In discussing creation in Summa I 65-74, it seems to me that Aquinas is at least open to some level in creativity in how he takes the Genesis creation account to be true. For instance, in Summa 1, Q97 he holds that it was in the nature of man's unfallen body to die (on the theory that mortality is a part of a creature nature and humanity's nature did not change) but that the effect of the unfallen soul upon the body was such that it kept it from dying. In Summa I, Q96, Art. 1 he argues that even before the fall predators still ate meat, killing other animals in order to do so, because the fall would not have changed the nature of predators.
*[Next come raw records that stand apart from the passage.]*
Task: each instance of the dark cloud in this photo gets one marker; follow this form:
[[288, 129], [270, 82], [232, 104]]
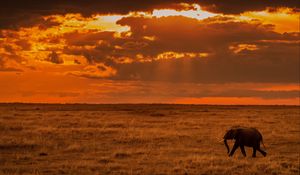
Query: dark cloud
[[15, 13], [54, 58], [6, 68], [265, 63]]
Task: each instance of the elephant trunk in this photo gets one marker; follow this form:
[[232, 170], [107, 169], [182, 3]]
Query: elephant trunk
[[225, 142]]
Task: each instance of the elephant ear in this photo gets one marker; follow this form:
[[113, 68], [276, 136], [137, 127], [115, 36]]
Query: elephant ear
[[235, 133]]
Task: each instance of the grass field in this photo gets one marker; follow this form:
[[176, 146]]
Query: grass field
[[144, 139]]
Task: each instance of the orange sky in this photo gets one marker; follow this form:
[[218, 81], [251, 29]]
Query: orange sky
[[165, 52]]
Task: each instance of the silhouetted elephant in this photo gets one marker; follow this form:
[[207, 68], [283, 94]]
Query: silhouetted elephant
[[244, 136]]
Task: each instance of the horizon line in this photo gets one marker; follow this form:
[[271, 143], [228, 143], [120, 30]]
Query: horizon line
[[196, 104]]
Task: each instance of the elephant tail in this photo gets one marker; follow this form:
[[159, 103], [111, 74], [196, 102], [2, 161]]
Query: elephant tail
[[263, 143]]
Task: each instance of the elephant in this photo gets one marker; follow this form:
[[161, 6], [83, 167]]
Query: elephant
[[244, 136]]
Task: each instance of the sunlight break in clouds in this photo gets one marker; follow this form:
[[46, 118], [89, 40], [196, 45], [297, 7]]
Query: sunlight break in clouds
[[157, 52]]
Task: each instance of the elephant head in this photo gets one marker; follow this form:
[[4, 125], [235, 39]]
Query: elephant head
[[229, 135]]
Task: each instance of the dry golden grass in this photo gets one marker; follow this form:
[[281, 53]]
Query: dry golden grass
[[143, 139]]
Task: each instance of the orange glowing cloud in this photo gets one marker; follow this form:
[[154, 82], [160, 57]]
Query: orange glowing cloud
[[162, 52]]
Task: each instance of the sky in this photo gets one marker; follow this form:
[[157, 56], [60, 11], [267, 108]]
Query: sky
[[159, 51]]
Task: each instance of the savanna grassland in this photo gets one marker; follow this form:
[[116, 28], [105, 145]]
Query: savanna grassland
[[143, 139]]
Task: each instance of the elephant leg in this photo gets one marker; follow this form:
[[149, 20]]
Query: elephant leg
[[262, 152], [235, 146], [243, 150], [254, 152]]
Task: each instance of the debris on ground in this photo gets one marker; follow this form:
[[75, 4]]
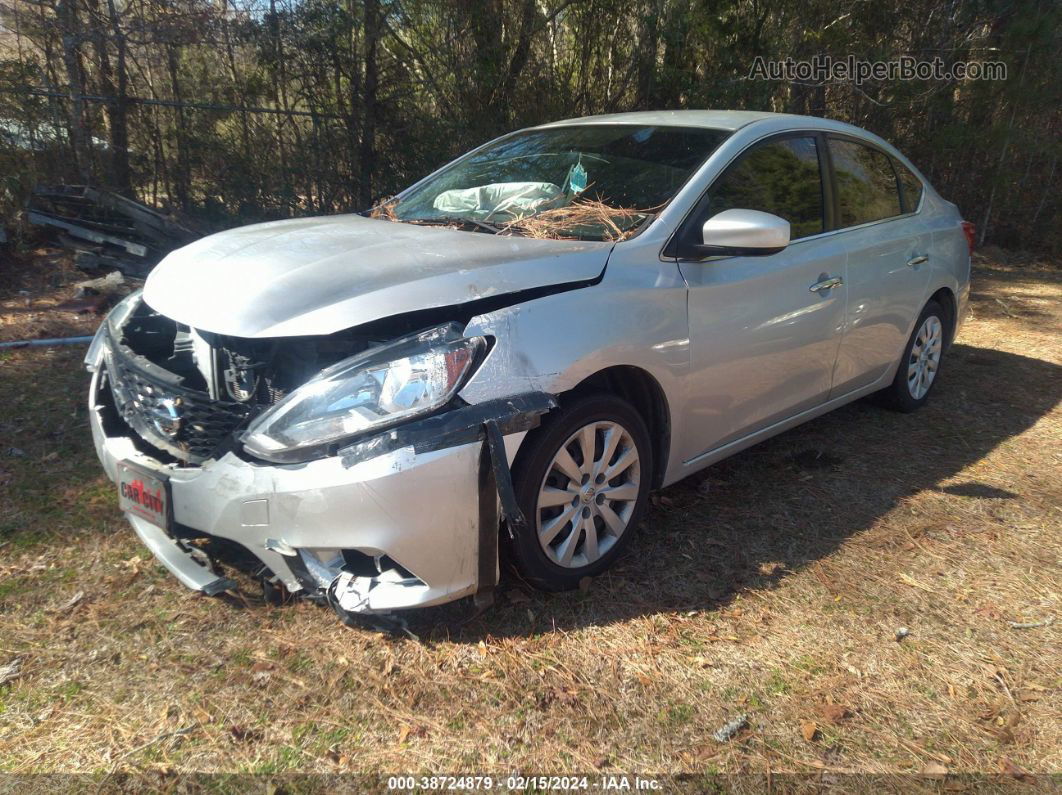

The big philosophical issue which was in play as to the age of the universe in Aquinas's time was whether the material world was without beginning, which Aristotle had held. Obviously, Christianity teaches that the world was created by God, but some Christians argued that the world having always existed was not inconsistent with God having created it, since God is, after all, constantly holding the world in existence through the active exercise of His will. Aquinas did not accept that argument, so in that sense he sided with an account of world history more like that in Genesis, though I'm not clear whether he had a strong opinion as to the age of the world (or whether that mattered.)
I hope that helps and I would strongly encourage those more knowledgeable than me to weight in.